A coal mine employee, with the help of the EEOC, won a lawsuit argued before a West Virginia court over his company’s attempt to force him into implanting a microchip in his hand. Beverly Butcher, Jr. is an evangelical who was working for an energy company that decided it would be best for them to move to a microchip reader system for clocking in and out each work day. When Mr. Butcher was informed of the company’s mandate, he approached his employer and told them he objected to such a system because, as a devout evangelical, he believed hand scanner systems requiring him to get implanted were tied to the Mark of the Beast mentioned in the book of Revelation.
His employers countered that he would still have to get the chip because, according to their interpretation of the Bible, the microchip did not have to go in his right hand, but his left. They concluded that since this was their understanding and that they made sufficient accomodations for him, he would still have to be implanted. Butcher still insisted he be allowed to punch in under a different method. His employers refused, so he sued. In his arguments, Butcher’s counsel pointed out that other employees who had hand injuries were not required to use hand scanners for punching in, so Butcher should be given the same treatment for his religious beliefs.

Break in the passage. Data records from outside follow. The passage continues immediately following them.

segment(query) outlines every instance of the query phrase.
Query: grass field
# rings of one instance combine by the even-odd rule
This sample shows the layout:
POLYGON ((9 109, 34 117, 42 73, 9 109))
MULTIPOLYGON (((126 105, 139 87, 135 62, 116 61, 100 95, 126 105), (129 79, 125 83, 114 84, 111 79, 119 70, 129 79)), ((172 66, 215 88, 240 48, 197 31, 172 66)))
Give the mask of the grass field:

The EEOC told energy company Consol concerning their employee Butcher, “The relevant issue is whether Butcher had a religious objection to hand scanning, not why he objects.” Furthermore, an attorney involved in the case explained that “In religious accommodation cases, the standard is not whether company officials agree with or share the employee’s religious beliefs. Instead, the focus is on whether the employer can provide an accommodation without incurring an undue hardship.” On these points, the West Virginia court agreed. So the court ruled Consol would have to pay Butcher $150,000 for violating his religious rights.
In the midst of the refusal of Consol to accomodate him, Butcher felt he had no alternative but to retire, which he did five years before his planned retirement date. However, both the EEOC and court decision reveal two things: (1) for now, employers cannot force employees to make intrusive body modifications they choose not to make, (2) employers cannot force employees to comply with company decisions that violate their religious beliefs when alternatives are easily available to the employer.
Source: Zach Warren, Court awards $150,000 after company refuses to accommodate employee’s fear of the ‘Mark of the Beast’, InsideCounsel.com, January 23, 2015.
(Note: In August 2015, a U.S. District judge added almost $440,000 more dollars to Mr. Butcher’s award for his wage losses for a total of nearly $587,000. Murray Energy, who owns the coal company, at that time said they would appeal.)